A fourth-grade history textbook has sparked widespread debate due to its inclusion of content that discusses the disadvantages of religion, specifically Christianity. The book in question is titled “History of Ghana for Basic Schools, Learner’s Book 4” and is authored by Francis Benjamin Appiah and Henry David Appiah.
The cover page and a particular section of the textbook have been circulating on social media platforms, triggering both outrage and attempts to justify the controversial points made. In a section titled “Negative Effects of Christian Missionary Activities,” the authors present seven points, including claims that religion is a significant global cause of conflict, that Christianity has contributed to increased poverty, and that the religion introduced by missionaries instills fear and timidity in its followers.

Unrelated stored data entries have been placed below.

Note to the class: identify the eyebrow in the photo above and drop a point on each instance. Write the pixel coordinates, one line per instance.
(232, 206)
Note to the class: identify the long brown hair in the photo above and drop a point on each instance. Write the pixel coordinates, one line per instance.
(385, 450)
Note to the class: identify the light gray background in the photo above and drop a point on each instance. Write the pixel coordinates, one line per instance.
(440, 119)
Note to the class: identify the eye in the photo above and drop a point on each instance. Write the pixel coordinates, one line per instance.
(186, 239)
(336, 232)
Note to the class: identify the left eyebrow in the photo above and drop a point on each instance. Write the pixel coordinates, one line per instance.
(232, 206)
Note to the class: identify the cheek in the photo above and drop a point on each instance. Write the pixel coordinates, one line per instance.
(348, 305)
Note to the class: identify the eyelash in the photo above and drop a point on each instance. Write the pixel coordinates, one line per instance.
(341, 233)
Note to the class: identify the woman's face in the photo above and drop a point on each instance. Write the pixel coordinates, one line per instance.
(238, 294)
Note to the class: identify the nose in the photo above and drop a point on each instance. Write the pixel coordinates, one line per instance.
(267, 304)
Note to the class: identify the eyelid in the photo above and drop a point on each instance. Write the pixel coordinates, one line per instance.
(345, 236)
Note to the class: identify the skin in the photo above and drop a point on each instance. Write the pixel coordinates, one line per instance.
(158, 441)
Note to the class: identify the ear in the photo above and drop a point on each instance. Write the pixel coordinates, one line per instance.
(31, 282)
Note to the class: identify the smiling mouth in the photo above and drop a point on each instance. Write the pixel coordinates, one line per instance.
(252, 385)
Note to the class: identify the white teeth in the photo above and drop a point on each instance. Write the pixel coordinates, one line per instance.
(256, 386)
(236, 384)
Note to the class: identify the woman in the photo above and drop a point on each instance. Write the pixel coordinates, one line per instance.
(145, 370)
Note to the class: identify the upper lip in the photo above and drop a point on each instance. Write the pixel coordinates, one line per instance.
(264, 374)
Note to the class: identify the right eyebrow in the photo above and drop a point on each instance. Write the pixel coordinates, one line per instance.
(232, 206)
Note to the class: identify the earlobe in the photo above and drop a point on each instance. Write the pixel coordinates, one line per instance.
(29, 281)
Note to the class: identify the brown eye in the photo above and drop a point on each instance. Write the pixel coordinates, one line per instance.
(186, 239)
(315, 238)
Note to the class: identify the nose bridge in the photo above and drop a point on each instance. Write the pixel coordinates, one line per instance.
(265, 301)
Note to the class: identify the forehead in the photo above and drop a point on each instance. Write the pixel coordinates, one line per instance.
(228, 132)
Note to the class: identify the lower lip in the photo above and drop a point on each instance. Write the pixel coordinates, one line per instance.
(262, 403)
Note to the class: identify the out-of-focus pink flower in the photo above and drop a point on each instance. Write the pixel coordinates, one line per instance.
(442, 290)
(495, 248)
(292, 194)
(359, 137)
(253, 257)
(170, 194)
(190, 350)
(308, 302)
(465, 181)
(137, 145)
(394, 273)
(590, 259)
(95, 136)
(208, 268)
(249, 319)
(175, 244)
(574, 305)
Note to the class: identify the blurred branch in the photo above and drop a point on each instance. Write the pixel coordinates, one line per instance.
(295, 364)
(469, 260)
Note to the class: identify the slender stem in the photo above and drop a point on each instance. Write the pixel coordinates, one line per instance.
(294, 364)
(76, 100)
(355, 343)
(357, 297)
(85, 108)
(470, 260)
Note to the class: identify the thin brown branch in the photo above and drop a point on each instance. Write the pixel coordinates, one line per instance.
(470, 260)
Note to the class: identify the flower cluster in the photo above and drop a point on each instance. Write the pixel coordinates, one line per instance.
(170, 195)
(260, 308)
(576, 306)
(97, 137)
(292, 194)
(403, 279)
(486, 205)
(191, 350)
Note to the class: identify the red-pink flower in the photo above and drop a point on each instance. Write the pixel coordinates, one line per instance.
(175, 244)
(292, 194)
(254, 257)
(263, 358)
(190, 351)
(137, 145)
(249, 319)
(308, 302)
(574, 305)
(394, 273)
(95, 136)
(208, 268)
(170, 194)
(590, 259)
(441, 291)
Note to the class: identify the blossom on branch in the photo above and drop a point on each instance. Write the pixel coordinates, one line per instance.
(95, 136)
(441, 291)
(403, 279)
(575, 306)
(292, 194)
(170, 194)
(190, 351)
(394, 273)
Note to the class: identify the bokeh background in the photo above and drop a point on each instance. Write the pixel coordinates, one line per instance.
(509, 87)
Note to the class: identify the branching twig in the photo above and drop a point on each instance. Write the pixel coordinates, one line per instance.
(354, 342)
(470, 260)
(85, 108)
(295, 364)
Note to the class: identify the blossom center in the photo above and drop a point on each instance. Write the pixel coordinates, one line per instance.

Furthermore, the section holds religion accountable for the actions of fraudulent individuals posing as religious leaders, asserts that religious groups discriminate against women, and suggests that politicians exploit religion to fuel insecurity while advancing their self-serving agendas. The authors conclude by stating that religion in Ghana discourages creativity, invention, and critical thinking due to its conservative and static nature.
The inclusion of such content has generated strong reactions on social media, with some expressing deep concern and disgust, while others attempt to defend or rationalize the viewpoints presented.
The National Council for Curriculum and Assessment (NaCCA) in reacting to the book has stated that the version cited is not what was approved.
A Deputy Spokesperson for the Ministry of Education, Yaw Opoku Mensah is quoted by Joy News as stating that NaCCA had not approved the particular copy.
He claimed that per the information provided to him by NaCCA, the approved version of the book did not have the section in question, the Joy News report added.
NaCCA is an entity mandated by the Education Regulatory Bodies Act, 2020 (Act 1023) to develop national curriculum and assessment standards for pre-tertiary education institutions other than technical and vocational education and training institutions.